Herb sat down and studied the film, tapping his fingers on the desk top. His eyes darted across radiographic landmarks, hunting for signs in the shadows.

“Benign history, right?”

“Other than shooting speed in the remote past. And I believe the remote part. I’ll call his clinic doctor to confirm it. Oh, he’s had a few STD’s. I think he works the bathhouses for income.”

“You said normal blood count?”

“Except for low lymphocytes. That mean anything?”

“Maybe.”

Pointing to the x-ray, so homogenously white that ribs could hardly be distinguished from underlying lung, Herb said, “You can never say never when it comes to TB, but I don’t think that’s what this is. Sorry, Kevin, no clues here. You can get more sputum for TB testing in the morning, but your patient is in bad shape. We need to go where the money is. He has to be bronched tomorrow.”

“God, I was hoping you’d say that.
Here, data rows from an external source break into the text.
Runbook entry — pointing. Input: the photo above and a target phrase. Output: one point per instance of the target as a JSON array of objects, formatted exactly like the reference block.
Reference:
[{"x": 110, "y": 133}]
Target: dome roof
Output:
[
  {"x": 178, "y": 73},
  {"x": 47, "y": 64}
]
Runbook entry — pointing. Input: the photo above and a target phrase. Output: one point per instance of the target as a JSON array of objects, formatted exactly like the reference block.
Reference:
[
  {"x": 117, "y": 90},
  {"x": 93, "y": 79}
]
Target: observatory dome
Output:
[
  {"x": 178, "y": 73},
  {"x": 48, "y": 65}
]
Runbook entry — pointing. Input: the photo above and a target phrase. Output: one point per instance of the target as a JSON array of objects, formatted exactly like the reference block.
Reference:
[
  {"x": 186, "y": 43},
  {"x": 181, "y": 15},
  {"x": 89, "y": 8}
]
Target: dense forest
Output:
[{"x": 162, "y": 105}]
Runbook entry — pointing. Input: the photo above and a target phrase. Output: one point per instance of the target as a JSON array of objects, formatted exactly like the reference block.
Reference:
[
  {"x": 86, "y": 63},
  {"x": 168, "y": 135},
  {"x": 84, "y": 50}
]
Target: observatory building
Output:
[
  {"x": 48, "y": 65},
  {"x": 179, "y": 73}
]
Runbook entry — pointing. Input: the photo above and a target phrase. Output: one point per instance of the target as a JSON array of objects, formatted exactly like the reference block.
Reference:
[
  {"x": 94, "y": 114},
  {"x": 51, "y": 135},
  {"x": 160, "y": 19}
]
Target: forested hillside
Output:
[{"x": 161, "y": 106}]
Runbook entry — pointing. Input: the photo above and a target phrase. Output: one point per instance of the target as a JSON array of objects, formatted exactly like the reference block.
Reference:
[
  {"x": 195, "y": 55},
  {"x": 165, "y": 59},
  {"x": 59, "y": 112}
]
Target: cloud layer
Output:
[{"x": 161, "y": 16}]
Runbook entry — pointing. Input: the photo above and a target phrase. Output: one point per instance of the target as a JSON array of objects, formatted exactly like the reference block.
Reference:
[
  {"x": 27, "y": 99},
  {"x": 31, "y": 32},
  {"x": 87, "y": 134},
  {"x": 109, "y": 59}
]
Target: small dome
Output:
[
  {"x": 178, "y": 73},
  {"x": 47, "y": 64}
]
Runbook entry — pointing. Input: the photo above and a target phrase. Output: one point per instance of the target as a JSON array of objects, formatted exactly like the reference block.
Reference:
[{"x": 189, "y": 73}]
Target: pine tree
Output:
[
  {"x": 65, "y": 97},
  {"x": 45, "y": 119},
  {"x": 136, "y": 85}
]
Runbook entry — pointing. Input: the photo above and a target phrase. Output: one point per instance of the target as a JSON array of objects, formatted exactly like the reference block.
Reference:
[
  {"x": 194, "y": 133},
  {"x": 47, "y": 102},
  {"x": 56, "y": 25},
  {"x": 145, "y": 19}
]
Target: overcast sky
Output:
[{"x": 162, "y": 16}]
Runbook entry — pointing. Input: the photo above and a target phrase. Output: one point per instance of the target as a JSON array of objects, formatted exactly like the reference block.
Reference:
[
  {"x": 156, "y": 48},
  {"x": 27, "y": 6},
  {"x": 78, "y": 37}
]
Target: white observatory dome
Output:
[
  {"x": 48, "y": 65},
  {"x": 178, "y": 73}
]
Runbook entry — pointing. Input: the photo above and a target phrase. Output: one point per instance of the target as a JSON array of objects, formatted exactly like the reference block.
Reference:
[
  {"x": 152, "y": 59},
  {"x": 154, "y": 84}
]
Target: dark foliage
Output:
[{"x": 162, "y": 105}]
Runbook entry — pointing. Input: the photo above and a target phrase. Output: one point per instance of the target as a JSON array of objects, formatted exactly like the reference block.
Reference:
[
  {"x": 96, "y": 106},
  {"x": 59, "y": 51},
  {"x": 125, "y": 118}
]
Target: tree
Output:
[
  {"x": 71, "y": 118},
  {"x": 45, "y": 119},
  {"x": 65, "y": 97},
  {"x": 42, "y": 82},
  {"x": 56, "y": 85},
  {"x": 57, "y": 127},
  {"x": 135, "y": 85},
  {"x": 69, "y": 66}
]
Thanks, Herb.”

“We’re here to serve.”

As Kevin trudged to the ER, he thought about Herb’s reaction after hearing the patient was homosexual. There had been no sardonic amusement, no undertone of distaste. That was unusual among the senior medical staff at City Hospital. Not that Kevin would have been offended. Such snide disdain seemed almost respectful when he remembered the overt disgust he had witnessed in South Boston, especially at high school and his father’s garage. Of course, none of it had ever been directed at him. Kevin had been too cautious to be discovered until he was sure he could escape.